ABSTRACT

Public–private partnerships (PPPs) are the preferred vehicle in the USA to foster urban revitalization. Properly structured, PPPs can increase vibrancy in urban employment centers by offering public subsidies commensurate with public benefits. The logic and methods to structure PPPs are explained and illustrated, focusing on ways to lower costs and reduce risk. Cost reduction methods have been widely discussed whereas ways to reduce near-term market risk and long-term financial risk have been largely ignored. Strategies to promote vibrancy in weak or strongly vibrant centers are quite different. Weak centers need strategic public and private investments to change perceptions of risk. Increasing the attractiveness of some places requires ignoring other places given resource constraints. Stronger centers need ways to increase density, affordability, and diversity without undermining the vibrancy already attained.
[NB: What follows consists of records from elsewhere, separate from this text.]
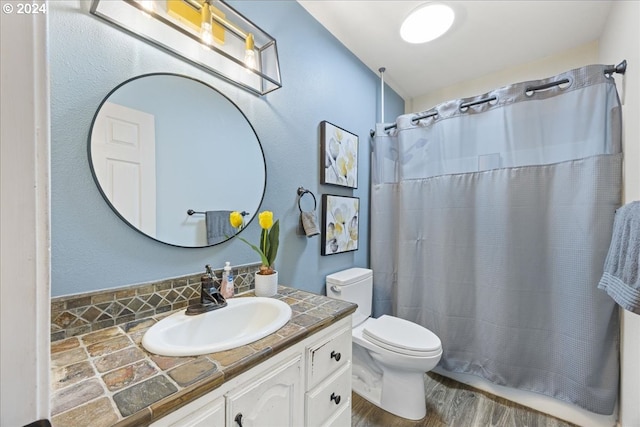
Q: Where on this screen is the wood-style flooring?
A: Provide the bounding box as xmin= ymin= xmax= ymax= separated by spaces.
xmin=351 ymin=372 xmax=574 ymax=427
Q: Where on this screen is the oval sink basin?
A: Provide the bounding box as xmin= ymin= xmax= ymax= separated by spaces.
xmin=142 ymin=297 xmax=291 ymax=356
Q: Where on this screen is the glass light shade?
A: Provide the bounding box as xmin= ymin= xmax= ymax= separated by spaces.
xmin=400 ymin=3 xmax=455 ymax=43
xmin=90 ymin=0 xmax=282 ymax=95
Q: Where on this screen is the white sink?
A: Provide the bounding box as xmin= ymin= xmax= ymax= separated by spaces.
xmin=142 ymin=297 xmax=291 ymax=356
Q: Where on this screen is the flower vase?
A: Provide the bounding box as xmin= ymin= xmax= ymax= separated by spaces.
xmin=255 ymin=271 xmax=278 ymax=297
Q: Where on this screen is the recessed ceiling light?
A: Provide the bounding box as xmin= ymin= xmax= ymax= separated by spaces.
xmin=400 ymin=3 xmax=455 ymax=43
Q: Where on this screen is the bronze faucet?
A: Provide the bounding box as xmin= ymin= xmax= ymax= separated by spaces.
xmin=185 ymin=264 xmax=227 ymax=316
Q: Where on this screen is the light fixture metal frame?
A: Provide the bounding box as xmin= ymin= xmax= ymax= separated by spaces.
xmin=90 ymin=0 xmax=282 ymax=95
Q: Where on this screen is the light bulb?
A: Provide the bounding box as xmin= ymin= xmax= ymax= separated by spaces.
xmin=200 ymin=22 xmax=213 ymax=45
xmin=244 ymin=33 xmax=256 ymax=70
xmin=139 ymin=0 xmax=156 ymax=12
xmin=200 ymin=1 xmax=213 ymax=45
xmin=400 ymin=3 xmax=455 ymax=43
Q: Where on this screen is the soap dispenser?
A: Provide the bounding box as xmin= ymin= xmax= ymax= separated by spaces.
xmin=220 ymin=261 xmax=235 ymax=298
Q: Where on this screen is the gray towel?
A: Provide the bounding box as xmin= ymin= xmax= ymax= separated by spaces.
xmin=298 ymin=211 xmax=320 ymax=237
xmin=598 ymin=202 xmax=640 ymax=314
xmin=206 ymin=211 xmax=236 ymax=245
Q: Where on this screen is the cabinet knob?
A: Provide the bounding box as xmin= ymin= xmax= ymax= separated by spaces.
xmin=330 ymin=393 xmax=340 ymax=405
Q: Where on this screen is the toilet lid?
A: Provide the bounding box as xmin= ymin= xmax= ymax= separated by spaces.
xmin=362 ymin=315 xmax=442 ymax=356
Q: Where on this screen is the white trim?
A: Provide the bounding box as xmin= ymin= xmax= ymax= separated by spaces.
xmin=0 ymin=2 xmax=51 ymax=426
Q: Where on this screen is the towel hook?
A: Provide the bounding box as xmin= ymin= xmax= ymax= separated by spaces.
xmin=298 ymin=187 xmax=318 ymax=212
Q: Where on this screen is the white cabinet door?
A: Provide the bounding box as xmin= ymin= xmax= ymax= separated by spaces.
xmin=226 ymin=354 xmax=304 ymax=427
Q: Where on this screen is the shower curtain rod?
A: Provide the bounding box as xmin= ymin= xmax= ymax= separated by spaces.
xmin=369 ymin=59 xmax=627 ymax=138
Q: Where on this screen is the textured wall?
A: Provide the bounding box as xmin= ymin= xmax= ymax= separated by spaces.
xmin=48 ymin=1 xmax=404 ymax=296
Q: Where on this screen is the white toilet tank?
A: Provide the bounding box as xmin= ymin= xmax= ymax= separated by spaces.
xmin=326 ymin=267 xmax=373 ymax=326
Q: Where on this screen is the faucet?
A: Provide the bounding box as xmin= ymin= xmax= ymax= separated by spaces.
xmin=185 ymin=264 xmax=227 ymax=316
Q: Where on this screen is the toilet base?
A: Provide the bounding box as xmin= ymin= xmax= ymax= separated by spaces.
xmin=351 ymin=345 xmax=427 ymax=420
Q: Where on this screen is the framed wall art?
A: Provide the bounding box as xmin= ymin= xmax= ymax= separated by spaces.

Providing workforce housing, energizing the pedestrian, increasing critical mass without damaging uniqueness, preserving iconic places and open space, and resolving conflicts between different downtown activities are the approaches suggested. Supporting export/traded sectors should take priority over adding urban amenities. Increasing the vibrancy of urban centers, especially downtowns, by attending to export services is becoming more urgent as these sectors, often located in urban centers, come to constitute the most viable part of the metro economy’s economic base.